The StarLing site. An alternative way to fetch paradigms from this site is exemplified by
http://starling.rinet.ru/cgi-bin/morph.cgi?flags=endnnnnn&root=config&word=%F0%E0%E7%E2%E5%F1%E5%EB%FB%E9 for развеселый
http://starling.rinet.ru/cgi-bin/morph.cgi?flags=endnnnnn&root=config&word=%F1%FA%E5%F5%E0%F2%FC%F1%FF for съехаться
http://starling.rinet.ru/cgi-bin/morph.cgi?flags=endnnnnn&root=config&word=%E8%F1%EA%F0%E5%ED%ED%E8%E9 for искренний
http://starling.rinet.ru/cgi-bin/morph.cgi?flags=endnnnnn&root=config&word=%F2%EE%EB%EE%F7%FC for толочь
This method requires the word to be supplied as CP1251 hexadecimal codes (for which see, eg. here). As there is no code for “ё” in CP1251, this character cannot be included in a search request, but should be replaced by “е”.

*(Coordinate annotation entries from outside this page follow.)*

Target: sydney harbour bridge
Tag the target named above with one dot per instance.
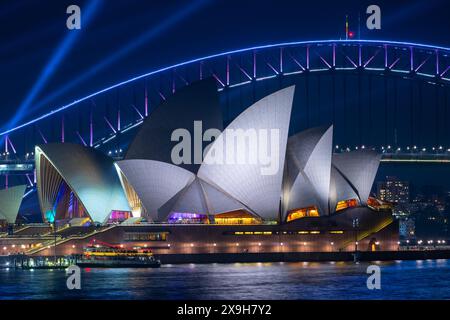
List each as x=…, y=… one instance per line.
x=385, y=95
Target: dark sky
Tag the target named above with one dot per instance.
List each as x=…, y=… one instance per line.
x=126, y=38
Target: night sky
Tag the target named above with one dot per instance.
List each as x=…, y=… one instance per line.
x=43, y=65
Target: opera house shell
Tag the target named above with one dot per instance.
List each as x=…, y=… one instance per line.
x=309, y=181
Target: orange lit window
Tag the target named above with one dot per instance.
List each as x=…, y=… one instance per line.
x=341, y=205
x=301, y=213
x=236, y=217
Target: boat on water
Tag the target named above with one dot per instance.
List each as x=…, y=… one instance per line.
x=109, y=256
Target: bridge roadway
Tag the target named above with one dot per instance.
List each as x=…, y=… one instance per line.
x=27, y=166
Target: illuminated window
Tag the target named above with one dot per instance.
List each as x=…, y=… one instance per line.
x=344, y=204
x=302, y=213
x=236, y=217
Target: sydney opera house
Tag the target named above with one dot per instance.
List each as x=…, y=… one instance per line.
x=183, y=196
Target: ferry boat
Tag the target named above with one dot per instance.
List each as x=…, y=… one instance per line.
x=109, y=256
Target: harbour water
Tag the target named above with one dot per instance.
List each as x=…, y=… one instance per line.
x=421, y=279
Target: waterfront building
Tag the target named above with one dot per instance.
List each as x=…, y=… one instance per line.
x=306, y=199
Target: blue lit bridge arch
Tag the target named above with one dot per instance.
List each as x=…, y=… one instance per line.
x=384, y=94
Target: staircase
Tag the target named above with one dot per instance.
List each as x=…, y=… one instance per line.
x=367, y=233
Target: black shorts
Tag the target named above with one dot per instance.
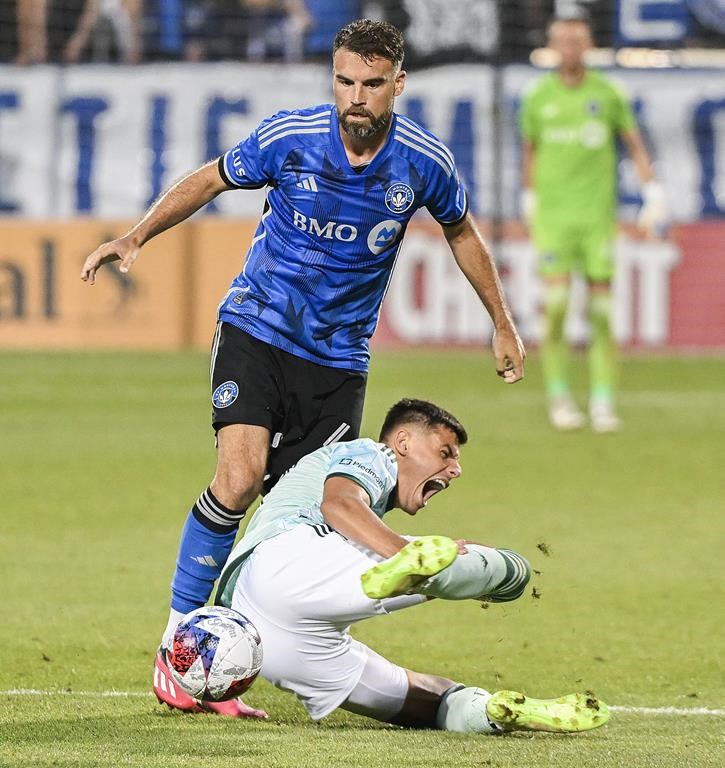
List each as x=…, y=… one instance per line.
x=303, y=405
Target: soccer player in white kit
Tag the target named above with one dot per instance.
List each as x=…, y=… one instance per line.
x=317, y=557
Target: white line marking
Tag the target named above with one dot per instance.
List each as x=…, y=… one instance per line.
x=144, y=694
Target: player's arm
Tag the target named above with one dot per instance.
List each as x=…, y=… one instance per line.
x=653, y=215
x=346, y=507
x=176, y=204
x=476, y=263
x=528, y=196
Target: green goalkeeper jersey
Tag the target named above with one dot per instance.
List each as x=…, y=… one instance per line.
x=573, y=130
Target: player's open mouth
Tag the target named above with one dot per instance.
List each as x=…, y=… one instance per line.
x=433, y=486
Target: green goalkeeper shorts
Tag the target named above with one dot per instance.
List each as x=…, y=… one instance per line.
x=586, y=249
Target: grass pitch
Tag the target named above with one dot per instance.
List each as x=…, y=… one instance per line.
x=101, y=456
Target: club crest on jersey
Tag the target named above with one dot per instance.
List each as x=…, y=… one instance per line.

More up-to-date than the on-line StarLing system are the downloadable versions for installation on local machines, for a variety of operating systems, and with English-language interfaces. However, I am unaware of any correspondingly updated version of Usachev's file.
Another on-line site for Russian morphology, with a more modern interface, is Морфология.ру, but the material there is not marked for stress.
A further useful source is the Russian Wiktionary.
There are online services which insert primary stress into Russian text, and which change “e” to “ё” — for example, Морфер. Ambiguous tokens are treated by listing the alternatives, eg. все is replaced by всё|все and господа by го́спода|господа́, and such ambiguities can only be resolved manually.
Thanks are due to Maria Gouskova for advice on the use of Usachev's file.